Por Ascom MESM | Edição do dia 14 de julho de 2021
Categoria: Notícias, Saúde | Tags: ,,,,,


Foto: Ascom MESM

O nascimento de um bebê prematuro exige atenção redobrada para atingir o desenvolvimento pleno do pequeno organismo ainda em formação. A visão, por exemplo, pode ser afetada por uma doença conhecida como Retinopatia da Prematuridade (ROP), que mesmo tendo possibilidades de tratamento deixa, em média, 562 crianças cegas por ano no Brasil.

A Maternidade Escola Santa Mônica atende cerca 1.100 (mil e cem) bebês com risco de retinopatia da prematuridade por ano, através do Programa de Diagnóstico e Tratamento da ROP que recebeu um oftalmoscópio indireto com LED, ainda mais moderno. Os oftalmologistas Daniela Lyra e Hélder Santana respondem pelo Programa, cujo objetivo é identificar e tratar os casos de retinopatias e promover o acompanhamento oftalmológico de bebês nascidos na unidade com peso inferior a 2.000g e com menos de 32 semanas de idade gestacional.

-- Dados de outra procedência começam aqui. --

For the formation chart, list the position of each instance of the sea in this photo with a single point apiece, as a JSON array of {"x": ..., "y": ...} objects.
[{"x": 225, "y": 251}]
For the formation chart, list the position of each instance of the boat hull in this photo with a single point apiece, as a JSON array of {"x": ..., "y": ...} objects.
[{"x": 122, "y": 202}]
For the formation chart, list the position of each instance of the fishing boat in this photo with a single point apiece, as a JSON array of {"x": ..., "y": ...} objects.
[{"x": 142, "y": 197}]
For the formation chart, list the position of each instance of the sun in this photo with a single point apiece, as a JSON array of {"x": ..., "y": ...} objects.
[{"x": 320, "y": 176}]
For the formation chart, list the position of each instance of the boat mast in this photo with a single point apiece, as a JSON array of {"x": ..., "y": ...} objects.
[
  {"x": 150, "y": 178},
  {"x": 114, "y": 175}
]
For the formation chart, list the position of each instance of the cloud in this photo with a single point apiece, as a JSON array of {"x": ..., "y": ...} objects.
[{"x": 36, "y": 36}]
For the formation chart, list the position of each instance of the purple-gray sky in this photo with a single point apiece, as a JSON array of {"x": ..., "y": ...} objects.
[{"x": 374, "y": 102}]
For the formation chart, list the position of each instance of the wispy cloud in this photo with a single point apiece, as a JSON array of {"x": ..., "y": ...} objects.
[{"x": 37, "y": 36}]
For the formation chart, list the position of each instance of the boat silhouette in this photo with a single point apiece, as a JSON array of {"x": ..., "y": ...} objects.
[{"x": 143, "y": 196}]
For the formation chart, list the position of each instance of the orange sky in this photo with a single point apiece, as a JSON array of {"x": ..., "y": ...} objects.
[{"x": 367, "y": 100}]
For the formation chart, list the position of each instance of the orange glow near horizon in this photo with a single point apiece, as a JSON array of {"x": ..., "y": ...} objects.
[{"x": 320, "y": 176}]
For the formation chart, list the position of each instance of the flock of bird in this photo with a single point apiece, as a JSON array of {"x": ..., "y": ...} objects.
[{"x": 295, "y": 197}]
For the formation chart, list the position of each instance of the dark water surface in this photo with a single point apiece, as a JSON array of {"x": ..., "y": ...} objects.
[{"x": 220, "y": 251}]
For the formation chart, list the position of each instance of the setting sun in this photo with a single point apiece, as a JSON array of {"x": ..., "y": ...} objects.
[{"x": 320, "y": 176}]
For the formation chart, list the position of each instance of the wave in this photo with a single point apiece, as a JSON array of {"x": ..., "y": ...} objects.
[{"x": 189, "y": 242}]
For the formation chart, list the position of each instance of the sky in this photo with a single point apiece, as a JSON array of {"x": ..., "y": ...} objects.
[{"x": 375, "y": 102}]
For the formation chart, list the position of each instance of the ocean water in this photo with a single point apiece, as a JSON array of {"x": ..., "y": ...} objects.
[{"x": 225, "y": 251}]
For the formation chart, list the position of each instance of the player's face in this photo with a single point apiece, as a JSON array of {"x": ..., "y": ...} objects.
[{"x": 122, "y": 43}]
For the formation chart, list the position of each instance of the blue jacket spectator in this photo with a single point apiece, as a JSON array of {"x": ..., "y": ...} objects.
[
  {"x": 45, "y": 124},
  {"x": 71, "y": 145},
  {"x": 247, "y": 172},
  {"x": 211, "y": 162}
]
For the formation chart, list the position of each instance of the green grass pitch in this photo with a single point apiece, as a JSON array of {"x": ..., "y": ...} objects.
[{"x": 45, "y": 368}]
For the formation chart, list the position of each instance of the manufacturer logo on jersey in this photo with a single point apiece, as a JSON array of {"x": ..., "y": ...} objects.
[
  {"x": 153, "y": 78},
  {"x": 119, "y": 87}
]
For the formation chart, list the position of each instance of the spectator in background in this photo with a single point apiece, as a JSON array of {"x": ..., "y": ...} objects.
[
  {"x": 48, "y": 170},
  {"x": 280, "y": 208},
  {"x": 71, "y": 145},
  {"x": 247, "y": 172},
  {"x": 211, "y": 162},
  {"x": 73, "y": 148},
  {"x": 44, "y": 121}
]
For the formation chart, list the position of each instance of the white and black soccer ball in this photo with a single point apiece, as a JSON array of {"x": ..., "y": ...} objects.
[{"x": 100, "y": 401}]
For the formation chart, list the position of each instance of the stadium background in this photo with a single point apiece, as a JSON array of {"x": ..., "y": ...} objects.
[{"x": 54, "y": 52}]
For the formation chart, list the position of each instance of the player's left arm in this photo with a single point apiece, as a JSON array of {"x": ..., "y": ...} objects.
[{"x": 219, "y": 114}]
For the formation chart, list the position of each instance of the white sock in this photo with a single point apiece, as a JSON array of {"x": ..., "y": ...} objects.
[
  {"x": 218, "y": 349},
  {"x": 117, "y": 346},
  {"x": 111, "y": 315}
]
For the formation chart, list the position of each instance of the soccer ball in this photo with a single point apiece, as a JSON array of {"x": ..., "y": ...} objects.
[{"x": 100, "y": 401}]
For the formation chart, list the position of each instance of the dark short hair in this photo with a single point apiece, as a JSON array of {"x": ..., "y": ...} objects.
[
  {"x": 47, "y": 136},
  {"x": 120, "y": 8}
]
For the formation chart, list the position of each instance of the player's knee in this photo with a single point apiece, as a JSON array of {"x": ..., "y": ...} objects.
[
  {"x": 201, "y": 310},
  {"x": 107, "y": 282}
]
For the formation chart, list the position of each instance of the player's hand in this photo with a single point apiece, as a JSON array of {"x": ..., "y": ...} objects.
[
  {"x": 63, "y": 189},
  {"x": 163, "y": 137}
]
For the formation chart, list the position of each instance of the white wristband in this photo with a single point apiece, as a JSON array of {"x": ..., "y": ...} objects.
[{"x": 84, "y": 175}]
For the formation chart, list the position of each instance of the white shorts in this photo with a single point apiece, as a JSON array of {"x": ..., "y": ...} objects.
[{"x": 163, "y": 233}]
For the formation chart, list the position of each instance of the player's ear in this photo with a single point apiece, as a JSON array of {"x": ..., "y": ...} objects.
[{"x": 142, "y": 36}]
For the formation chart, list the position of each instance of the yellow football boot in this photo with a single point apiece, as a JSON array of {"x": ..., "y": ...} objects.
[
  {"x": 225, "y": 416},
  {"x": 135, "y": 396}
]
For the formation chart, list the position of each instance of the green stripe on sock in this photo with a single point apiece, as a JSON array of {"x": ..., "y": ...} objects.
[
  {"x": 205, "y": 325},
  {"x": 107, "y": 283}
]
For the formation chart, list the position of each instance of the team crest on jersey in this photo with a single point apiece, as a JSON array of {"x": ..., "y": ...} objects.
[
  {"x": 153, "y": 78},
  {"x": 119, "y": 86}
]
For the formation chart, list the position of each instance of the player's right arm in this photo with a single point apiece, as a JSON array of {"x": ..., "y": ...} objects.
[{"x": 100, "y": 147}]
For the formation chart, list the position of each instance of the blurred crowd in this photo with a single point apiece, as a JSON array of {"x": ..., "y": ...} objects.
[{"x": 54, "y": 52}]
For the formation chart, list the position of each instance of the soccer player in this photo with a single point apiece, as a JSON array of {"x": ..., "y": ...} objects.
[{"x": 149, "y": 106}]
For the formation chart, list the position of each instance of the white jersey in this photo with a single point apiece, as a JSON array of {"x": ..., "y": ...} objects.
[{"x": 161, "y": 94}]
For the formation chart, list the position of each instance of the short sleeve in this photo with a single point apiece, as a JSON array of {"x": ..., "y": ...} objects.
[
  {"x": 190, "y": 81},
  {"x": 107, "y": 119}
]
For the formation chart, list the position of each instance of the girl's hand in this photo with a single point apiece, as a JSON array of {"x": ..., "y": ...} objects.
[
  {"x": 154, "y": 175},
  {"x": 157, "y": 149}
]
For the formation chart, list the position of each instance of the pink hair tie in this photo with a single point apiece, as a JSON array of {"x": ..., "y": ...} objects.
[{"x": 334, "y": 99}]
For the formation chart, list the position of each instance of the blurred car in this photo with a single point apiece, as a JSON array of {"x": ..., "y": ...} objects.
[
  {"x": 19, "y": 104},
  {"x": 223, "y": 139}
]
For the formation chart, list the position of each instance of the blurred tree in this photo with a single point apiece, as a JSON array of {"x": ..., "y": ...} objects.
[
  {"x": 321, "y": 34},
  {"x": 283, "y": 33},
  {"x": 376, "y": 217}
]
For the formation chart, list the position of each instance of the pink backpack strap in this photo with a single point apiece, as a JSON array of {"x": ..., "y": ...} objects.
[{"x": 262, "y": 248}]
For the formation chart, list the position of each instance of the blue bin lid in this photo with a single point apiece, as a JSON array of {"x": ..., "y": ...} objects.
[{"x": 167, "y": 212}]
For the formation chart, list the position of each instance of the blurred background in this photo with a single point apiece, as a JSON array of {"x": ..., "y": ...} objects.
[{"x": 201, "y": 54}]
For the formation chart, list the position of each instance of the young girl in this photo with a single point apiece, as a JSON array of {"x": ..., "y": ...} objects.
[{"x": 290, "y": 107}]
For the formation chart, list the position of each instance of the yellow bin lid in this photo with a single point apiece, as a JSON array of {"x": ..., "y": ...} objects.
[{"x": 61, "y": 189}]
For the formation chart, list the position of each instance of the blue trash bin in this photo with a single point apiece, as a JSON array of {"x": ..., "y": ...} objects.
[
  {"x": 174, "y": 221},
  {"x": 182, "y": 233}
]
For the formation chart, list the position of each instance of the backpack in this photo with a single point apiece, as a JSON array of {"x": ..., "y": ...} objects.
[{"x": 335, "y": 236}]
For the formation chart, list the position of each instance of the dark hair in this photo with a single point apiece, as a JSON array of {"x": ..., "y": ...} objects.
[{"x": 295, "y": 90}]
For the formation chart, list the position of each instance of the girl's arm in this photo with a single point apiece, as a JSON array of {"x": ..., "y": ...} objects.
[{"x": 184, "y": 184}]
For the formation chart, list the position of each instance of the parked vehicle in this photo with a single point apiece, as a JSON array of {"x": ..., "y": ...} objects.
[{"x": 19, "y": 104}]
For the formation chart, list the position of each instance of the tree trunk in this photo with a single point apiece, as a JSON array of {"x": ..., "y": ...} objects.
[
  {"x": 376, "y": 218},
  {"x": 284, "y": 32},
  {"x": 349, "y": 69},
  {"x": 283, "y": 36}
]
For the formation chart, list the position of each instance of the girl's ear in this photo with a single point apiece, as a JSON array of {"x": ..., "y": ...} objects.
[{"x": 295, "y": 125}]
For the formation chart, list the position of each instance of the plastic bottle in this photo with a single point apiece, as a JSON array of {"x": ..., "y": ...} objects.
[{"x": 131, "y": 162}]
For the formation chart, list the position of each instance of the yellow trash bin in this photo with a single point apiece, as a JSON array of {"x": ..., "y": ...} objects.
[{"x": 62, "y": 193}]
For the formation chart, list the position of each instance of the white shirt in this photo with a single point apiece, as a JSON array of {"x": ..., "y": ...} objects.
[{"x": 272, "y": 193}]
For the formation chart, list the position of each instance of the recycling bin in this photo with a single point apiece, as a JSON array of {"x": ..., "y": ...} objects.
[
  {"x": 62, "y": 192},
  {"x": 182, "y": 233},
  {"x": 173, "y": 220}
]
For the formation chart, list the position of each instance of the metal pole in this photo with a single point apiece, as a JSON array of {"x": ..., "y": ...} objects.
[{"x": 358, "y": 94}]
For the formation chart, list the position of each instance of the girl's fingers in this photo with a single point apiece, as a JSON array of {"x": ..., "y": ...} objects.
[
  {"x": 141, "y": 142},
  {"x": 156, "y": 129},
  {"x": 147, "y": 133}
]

De acordo com Daniela Lyra, a Retinopatia da Prematuridade ocorre apenas em prematuros e tem como fatores de risco principais o baixo peso ao nascer, a exposição à oxigenoterapia, síndrome do desconforto respiratório, sepse, hemorragia intra-ventricular e gestação gemelar.

O programa foi implantado em 2005. Inicialmente, era feito apenas o diagnóstico da doença na MESM e os casos passíveis de tratamento eram encaminhados a Recife. Atualmente, além do diagnóstico da retinopatia da prematuridade, a Santa Mônica também realiza o tratamento que evita a cegueira.

Daniela explica que o diagnóstico deve ser feito por um oftalmologista especialista. “A partir do exame de fundo de olho, com avaliação da periferia da retina, avaliamos o bebê entre a quarta e a sexta semana de vida, mesmo que o bebê ainda esteja internado na UTIN (Unidade de Terapia Intensiva Neonatal)”, destacou.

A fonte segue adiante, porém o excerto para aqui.